BUG: TortoiseMerge automatically converts ANSI file to UTF8 w/o BOM

785 views
Skip to first unread message

debose

unread,
Sep 9, 2008, 9:41:50 AM9/9/08
to us...@tortoisesvn.tigris.org
I'm using TortoiseSVN with Delphi6, but Delphi still can not deal with
unicode, so all sources are saved in ANSI. I found that after applying
TortoiseMerge's feature "Use this text block", text block in Working
Copy becomes UTF8 encoded, even if original text block(in Working
Base) is ANSI.

here's an illustration: http://i38.tinypic.com/ilkln6.jpg

Version info:
TortoiseMerge 1.5.3, Build 13783 - 32 Bit , 2008/08/30 20:59:46
libsvn_diff 1.5.2,
apr 1.2.12
apr-utils 1.2.12

---------------------------------------------------------------------
To unsubscribe, e-mail: users-un...@tortoisesvn.tigris.org
For additional commands, e-mail: users...@tortoisesvn.tigris.org

Stefan Küng

unread,
Sep 9, 2008, 11:28:15 AM9/9/08
to us...@tortoisesvn.tigris.org
debose wrote:
> I'm using TortoiseSVN with Delphi6, but Delphi still can not deal with
> unicode, so all sources are saved in ANSI. I found that after applying
> TortoiseMerge's feature "Use this text block", text block in Working
> Copy becomes UTF8 encoded, even if original text block(in Working
> Base) is ANSI.
>
> here's an illustration: http://i38.tinypic.com/ilkln6.jpg

Try a nightly build please:
http://nightlybuilds.tortoisesvn.net/1.5.x/

Stefan


--
___
oo // \\ "De Chelonian Mobile"
(_,\/ \_/ \ TortoiseSVN
\ \_/_\_/> The coolest Interface to (Sub)Version Control
/_/ \_\ http://tortoisesvn.net

signature.asc

debose

unread,
Sep 9, 2008, 1:38:48 PM9/9/08
to us...@tortoisesvn.tigris.org
Thank you for quick response, Stefan.

In night build(13872) Working Copy is not converted to UTF8 encoding,
if it was in ANSI.

But, if Working Copy already contained any text in UTF8 w/o BOM, then,
all the following text that is copied using "Use this text block"
feature in TortoiseMerge becomes UTF8 encoded.

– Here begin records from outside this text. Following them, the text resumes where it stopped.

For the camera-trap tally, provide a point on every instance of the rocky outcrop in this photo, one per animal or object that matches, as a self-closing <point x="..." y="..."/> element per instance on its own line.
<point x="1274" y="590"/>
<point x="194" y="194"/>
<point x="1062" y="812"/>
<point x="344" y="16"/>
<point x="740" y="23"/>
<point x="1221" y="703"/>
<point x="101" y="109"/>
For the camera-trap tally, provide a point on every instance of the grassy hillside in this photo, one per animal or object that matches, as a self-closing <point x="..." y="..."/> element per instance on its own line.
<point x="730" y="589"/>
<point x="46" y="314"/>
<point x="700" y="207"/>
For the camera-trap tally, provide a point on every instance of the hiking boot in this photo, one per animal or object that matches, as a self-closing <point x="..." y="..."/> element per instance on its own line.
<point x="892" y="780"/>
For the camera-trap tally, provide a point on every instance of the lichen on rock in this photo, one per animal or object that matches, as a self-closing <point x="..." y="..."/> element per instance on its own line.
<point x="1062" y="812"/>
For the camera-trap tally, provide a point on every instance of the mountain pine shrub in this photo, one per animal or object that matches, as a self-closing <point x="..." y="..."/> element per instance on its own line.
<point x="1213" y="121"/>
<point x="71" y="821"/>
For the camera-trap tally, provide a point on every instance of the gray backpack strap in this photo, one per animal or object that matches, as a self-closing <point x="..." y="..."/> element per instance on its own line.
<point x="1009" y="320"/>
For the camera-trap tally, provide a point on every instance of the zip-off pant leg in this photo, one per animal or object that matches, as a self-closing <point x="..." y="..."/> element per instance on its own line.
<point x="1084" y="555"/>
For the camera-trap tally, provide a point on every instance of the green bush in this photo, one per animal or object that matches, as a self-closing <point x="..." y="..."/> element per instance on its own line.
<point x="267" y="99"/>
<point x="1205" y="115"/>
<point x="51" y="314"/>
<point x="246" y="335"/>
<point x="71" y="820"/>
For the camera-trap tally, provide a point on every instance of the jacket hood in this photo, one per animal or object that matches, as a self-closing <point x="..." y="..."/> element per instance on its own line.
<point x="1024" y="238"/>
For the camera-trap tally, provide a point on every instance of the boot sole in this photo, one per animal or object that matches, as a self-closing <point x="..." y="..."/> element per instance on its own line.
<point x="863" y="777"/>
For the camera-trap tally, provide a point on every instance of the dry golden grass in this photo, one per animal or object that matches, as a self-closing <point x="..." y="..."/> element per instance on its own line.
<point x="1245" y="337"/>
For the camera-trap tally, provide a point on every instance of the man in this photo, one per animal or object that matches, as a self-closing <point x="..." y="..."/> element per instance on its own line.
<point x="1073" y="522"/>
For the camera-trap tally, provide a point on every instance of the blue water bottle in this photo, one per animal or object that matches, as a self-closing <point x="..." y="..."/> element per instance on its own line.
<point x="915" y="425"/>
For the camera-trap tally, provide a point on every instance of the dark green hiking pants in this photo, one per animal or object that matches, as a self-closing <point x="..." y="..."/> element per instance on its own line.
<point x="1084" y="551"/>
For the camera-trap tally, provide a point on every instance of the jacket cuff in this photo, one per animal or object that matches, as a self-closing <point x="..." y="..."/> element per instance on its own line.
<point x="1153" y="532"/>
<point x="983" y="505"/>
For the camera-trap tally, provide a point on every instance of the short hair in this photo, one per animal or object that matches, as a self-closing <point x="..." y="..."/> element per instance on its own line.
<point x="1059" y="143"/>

Isn't that possible to disable auto-encoding in any option?

On Sep 9, 6:28 pm, Stefan Küng <tortoise...@gmail.com> wrote:
>
> Try a nightly build please:http://nightlybuilds.tortoisesvn.net/1.5.x/
>
> Stefan
>
> --
>        ___
>   oo  // \\      "De Chelonian Mobile"
>  (_,\/ \_/ \     TortoiseSVN
>    \ \_/_\_/>    The coolest Interface to (Sub)Version Control
>    /_/   \_\    http://tortoisesvn.net
>

>  signature.asc
> < 1KViewDownload

Stefan Küng

unread,
Sep 9, 2008, 2:27:10 PM9/9/08
to us...@tortoisesvn.tigris.org
debose wrote:
> Thank you for quick response, Stefan.
>
> In night build(13872) Working Copy is not converted to UTF8 encoding,
> if it was in ANSI.
>
> But, if Working Copy already contained any text in UTF8 w/o BOM, then,
> all the following text that is copied using "Use this text block"
> feature in TortoiseMerge becomes UTF8 encoded.

Sure, it you have utf8 encoded text, then the file is utf8 encoded.

> Isn't that possible to disable auto-encoding in any option?

No, that's not possible. Sorry.

signature.asc
Message has been deleted
Message has been deleted
Message has been deleted
Message has been deleted
Message has been deleted

debose

unread,
Sep 11, 2008, 7:30:34 AM9/11/08
to us...@tortoisesvn.tigris.org
13872 build still incorrectly detects UTF8 encoding.
For example, files containing only ASCII(without locale-dependent
symbols) are still treated as UTF8 CRLF. But in fact they are ANSI
files. The worst is that, after editing these files in
TortoiseMerge(adding any locale-dependent symbol), they will actually
become UTF8, which is not acceptable.

Fisher, John

unread,
Sep 11, 2008, 9:53:00 AM9/11/08
to us...@tortoisesvn.tigris.org
Maybe you should use a separate app like Win Merge or Beyond Compare, since you can configure Tortoise to use them instead of TortoiseMerge. Have you tried that, yet?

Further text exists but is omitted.